Firm to halt auditing of public companies

? Arthur Andersen LLP, the world’s fifth-largest accounting firm, will halt auditing public companies by the end of August, the result of a conviction for destroying evidence in a federal investigation of Enron Corp.

A Securities and Exchange Commission rule bars any firm convicted of a felony from auditing publicly traded companies, so the guilty verdict returned by a federal court in Houston on Saturday dealt the final blow for Andersen.

“Now maybe the industry will behave itself and not destroy evidence,” said Neil McCabe, a professor at South Texas College of Law, a private Houston law school. “It sends out a message to other business corporations that if you see litigation coming, you don’t get to shred a bunch of documents to protect yourself.”

The SEC said it was “deeply troubled” by Andersen’s conduct and that it would monitor closely any public companies that are having their financial statements audited by Andersen until the firm stops operating at the end of August.

“We have an obligation to protect investors,” the SEC said.

Enron was not Andersen’s first bookkeeping scandal. The worldwide accounting and consulting firm had been in trouble previously for irregularities involving Sunbeam Corp., Waste Management Inc. and the Baptist Foundation of Arizona.

“A lot of people around here are very sympathetic to them.
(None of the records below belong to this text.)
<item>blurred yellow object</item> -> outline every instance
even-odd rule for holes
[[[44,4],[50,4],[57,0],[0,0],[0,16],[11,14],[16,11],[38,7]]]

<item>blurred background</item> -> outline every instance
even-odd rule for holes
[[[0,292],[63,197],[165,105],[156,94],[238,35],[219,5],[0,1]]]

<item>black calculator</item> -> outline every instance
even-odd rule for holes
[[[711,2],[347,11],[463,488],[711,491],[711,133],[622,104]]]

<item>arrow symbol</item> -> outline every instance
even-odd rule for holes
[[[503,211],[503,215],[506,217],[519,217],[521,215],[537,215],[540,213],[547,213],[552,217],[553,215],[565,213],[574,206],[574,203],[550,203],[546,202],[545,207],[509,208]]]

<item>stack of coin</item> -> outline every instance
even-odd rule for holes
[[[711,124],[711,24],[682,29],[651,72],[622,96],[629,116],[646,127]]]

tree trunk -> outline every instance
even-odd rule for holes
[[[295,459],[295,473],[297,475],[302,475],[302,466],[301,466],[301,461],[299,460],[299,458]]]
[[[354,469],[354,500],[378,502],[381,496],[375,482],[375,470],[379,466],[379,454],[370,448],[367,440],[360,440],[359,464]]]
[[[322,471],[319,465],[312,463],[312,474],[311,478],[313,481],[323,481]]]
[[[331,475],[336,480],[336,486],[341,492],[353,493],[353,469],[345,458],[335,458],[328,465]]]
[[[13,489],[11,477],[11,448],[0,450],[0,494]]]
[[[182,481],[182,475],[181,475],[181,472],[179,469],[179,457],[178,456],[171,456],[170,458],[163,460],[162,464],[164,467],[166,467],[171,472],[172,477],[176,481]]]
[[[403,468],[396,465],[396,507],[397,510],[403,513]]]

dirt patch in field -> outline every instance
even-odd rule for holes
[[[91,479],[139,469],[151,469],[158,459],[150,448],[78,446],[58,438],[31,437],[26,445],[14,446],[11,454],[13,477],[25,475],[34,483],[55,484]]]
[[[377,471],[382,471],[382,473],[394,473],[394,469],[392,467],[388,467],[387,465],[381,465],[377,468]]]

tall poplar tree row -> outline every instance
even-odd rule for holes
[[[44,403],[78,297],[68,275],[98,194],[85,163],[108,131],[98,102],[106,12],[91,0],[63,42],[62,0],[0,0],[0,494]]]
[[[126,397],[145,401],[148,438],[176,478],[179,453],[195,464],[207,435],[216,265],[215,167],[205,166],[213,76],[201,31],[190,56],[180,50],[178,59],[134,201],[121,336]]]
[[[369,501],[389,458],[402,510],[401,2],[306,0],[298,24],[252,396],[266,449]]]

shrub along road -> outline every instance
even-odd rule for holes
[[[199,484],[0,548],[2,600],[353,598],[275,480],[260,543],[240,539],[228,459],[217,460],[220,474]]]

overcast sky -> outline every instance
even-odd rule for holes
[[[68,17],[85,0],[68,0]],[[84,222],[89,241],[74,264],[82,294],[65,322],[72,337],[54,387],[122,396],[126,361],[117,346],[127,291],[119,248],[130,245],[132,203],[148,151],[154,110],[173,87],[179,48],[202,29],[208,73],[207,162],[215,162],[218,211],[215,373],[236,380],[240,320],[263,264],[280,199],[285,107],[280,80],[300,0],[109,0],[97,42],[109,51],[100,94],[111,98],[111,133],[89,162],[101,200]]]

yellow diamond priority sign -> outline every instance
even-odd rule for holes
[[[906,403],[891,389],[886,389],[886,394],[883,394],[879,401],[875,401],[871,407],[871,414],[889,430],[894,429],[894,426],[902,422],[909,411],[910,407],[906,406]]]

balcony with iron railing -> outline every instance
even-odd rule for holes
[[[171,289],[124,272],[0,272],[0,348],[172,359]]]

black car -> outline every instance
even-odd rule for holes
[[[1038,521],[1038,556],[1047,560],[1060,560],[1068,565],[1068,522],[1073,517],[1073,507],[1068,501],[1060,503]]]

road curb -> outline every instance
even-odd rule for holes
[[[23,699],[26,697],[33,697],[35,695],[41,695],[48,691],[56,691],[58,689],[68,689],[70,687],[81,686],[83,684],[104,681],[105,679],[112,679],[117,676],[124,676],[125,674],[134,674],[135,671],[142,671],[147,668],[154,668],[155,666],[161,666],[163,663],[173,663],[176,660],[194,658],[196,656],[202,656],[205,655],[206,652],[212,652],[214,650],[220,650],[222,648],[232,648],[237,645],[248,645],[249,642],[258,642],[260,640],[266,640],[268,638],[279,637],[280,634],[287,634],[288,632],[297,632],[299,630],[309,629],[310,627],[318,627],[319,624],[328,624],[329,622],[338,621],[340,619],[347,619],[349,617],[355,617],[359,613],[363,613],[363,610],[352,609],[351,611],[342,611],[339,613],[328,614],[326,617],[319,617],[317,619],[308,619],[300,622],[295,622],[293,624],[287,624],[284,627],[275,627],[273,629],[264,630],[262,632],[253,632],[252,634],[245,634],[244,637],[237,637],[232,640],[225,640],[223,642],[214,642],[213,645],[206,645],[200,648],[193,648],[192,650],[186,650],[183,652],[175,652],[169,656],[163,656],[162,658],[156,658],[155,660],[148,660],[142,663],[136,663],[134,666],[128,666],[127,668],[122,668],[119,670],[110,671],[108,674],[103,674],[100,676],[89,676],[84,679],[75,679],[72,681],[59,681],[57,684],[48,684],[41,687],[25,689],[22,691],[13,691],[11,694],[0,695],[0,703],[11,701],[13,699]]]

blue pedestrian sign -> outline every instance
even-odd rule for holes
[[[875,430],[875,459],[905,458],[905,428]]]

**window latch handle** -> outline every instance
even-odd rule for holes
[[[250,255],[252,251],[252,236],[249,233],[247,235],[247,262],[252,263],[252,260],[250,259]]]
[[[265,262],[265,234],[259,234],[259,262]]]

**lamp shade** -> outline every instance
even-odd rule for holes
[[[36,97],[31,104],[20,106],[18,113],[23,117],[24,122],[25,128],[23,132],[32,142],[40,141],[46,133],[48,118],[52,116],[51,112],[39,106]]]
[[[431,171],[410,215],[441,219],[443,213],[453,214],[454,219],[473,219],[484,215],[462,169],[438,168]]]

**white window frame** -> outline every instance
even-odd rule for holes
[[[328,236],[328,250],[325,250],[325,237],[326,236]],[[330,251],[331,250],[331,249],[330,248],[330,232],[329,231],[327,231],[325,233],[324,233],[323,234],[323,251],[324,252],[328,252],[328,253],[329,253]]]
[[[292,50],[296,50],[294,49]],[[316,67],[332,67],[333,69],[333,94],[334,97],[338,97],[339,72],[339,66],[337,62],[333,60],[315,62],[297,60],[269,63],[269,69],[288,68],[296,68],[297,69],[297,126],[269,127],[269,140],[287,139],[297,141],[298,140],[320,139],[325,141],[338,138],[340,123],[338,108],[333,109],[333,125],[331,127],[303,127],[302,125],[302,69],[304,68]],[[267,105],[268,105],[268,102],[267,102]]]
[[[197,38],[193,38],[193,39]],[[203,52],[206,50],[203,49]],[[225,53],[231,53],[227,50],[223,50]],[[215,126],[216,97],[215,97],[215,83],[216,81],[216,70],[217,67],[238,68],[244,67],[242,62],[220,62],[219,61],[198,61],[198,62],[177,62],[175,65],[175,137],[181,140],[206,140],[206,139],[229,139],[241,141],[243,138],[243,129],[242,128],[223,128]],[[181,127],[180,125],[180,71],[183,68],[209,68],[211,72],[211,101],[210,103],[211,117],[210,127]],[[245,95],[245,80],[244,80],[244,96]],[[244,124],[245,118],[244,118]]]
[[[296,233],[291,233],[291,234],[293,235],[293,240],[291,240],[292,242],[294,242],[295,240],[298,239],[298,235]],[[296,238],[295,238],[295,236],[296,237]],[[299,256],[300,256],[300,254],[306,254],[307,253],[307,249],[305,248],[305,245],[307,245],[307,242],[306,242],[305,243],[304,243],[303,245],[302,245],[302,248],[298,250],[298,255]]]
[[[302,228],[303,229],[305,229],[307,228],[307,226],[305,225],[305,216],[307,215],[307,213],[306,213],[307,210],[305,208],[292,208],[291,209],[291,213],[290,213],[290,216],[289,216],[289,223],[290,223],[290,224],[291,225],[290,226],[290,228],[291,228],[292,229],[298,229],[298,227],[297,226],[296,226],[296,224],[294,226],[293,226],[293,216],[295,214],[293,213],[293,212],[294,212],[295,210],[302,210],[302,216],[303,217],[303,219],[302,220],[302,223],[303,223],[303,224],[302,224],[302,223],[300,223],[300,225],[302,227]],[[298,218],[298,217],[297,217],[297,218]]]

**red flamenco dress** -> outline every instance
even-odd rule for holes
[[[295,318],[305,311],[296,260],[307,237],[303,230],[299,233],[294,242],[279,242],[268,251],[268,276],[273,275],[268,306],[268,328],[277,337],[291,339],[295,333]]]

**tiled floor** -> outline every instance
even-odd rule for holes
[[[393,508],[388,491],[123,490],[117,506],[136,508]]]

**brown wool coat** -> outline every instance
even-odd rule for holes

I’m not,” McCabe said. “They got away with other criminal activity in the past by paying a fine.”

It’s been obvious for weeks that Andersen was unlikely to survive being embroiled in this regardless of the outcome.

A rescue effort led by former Federal Reserve Chairman Paul Volcker failed after Andersen executives failed to reach a settlement. The firm has lost about 700 clients, most overseas operations and about 60 percent of its U.S. work force.

“The verdict in and of itself doesn’t change anything,” said Art Bowman, editor of Bowman’s Accounting Report. “The incident itself is changing everything.”